First, a refresh timer issues a refresh command to all the banks.
If a bank is currently in read status, the refresh command is held
on until an idle cycle takes place. There is a programmable counter
or logic to determine when to generate a refresh request to the LUT
logic after a refresh command is stalled continuously in a bank.
For example, if a refresh command is hold up for 4 memory cycles
without an idle cycle, a refresh stall (REFSTL#) will be issued to
activate the LUT logic 191. Otherwise, both the LUT logic 191 and
the memory data lodge 190 are disabled and will not participate in
any memory activity. Note that the initial values for all entries
in the LUT logic are preset to "1". When a refresh stall is set up
and the read command is continuously issued to the refresh-jammed
bank, the LUT logic 191 starts to register the read address into
the look-up table entry. Since the output word has a certain width,
for example, 16 bits wide, the total number of the entries for a
memory bank with 32 rows and 512 columns is 1024. It can be grouped
into 32 rows and 32 columns as a small piece of array with a LUT
cell. The read address is composed of 5 bit for row address and 5
bit for column address and the rest are for the bank addresses.
[0050] A row and column decoder is required to decode the 5-bit
input and to locate the entry in the look up table. Thus, value in
this entry is set to 0 which indicates that this address has been
accessed. The data read out from the refresh-jammed bank will be
written into the memory data lodge 190 in order to detour the
future access to the same address. Original value in all entries is
1 by default so that the hit logic yields 0. Note that the bank
address portion need not be handled in the LUT logic for the read
operation, simply because as long as the refresh request is hold,
read access must be in this particular refresh-jammed bank;
otherwise, an idle cycle in this bank is automatically generated by
the switch of read bank address and both the LUT logic and the
memory data lodge are disabled thereafter. Therefore, there is no
need for extra logic to judge the bank address in the LUT logic 191
and this saves random access time. If a registered read address
takes place again, the decoder will turn on the evaluate logic and
a hit logic will be set as 1 very quickly since its entry content
has turned on its switch after its initial write-in and there are
no extra timing need to read this entry.
[0051] After a hit logic is detected, the memory data lodge will
decode the read address and send the corresponding data to external
data bus (via mux 186) and an idle cycle is created for
refresh-jammed memory bank. Thus, a stalled refresh command can be
carried out in this cycle immediately. In the worst scenario, all
the 1024 entries in the LUT logic are accessed and set before a hit
happens. It implies that the predetermined refresh period to hold a
data valid in memory cell has to be larger than 32 times of 1024
clock cycles plus the cycles to turn on the refresh request signal,
if the worst scenario above takes place in all 32 word lines in
this given example.
[0052] If there are write operations which modify the content of
the memory banks, particularly, registered content of the memory
data lodge 190, the LUT logic 191 and memory data lodge 190 will
collaborate to carry out a write-through policy as follows. Note
that only when refresh stall is on, write operations in the
refresh-jammed bank need to be tendered. Bank address need to be
compared and done in this case before a write to the LUT logic 191
and the memory data lodge 190. However, it does not affect random
access time for the read operation. The LUT logic decodes the write
address and sets the related entry as 0 thru a second write port
which indicates the entry is modified and registered. The
corresponding entry in the memory data lodge 190 will be written
and updated by the data from the external data bus thru its second
write port; and the designated memory bank is also written with the
same data from the external data bus in the same cycle. Under this
policy, data coherency and integrity is kept. Thereby, any data
written into a refresh-jammed bank will be redirected and written
into the memory data lodge 190 and the corresponding entry in the
LUT logic is set. If any read address hits registered entry
whatever is from either previous read or write operation, a hit
signal will be generated as described above and an idle cycle is
created for the refresh-jammed memory bank.

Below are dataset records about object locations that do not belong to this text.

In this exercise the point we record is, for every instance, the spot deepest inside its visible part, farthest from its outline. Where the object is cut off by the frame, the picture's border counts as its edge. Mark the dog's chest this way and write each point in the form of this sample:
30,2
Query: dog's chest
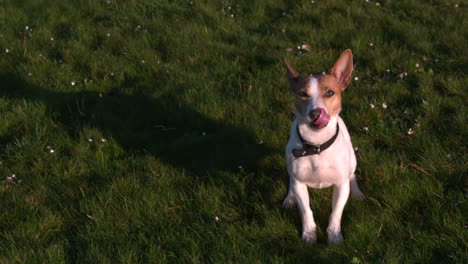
316,171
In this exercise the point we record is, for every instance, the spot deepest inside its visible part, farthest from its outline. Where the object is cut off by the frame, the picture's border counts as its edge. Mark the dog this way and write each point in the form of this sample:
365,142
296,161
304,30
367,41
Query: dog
319,153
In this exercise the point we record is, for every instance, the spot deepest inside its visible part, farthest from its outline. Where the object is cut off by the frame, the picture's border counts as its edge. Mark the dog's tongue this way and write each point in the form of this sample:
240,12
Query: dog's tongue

[0053] Note that the memory data lodge 190 has two ports with a
port allocation policy different from the memory banks, although
its memory cell structure can be the same. That is, one port is a
read and write port and the second port is a write port. Simply,
the memory data lodge 190 does not need to be refreshed, because
any refresh stall can be resolved within the worst scenario time
period of 1024 cycles which is much smaller than the predetermined
refresh period. The read operation in the memory data lodge happens
only when a hit is triggered; otherwise, the ports are kept as
write ports for the redirected read data from the respective memory
bank. After the hit cycle, the refresh request will be disabled and
all the entries in the LUT logic 191 will be reset and the data in
the memory data lodge 190 will not matter.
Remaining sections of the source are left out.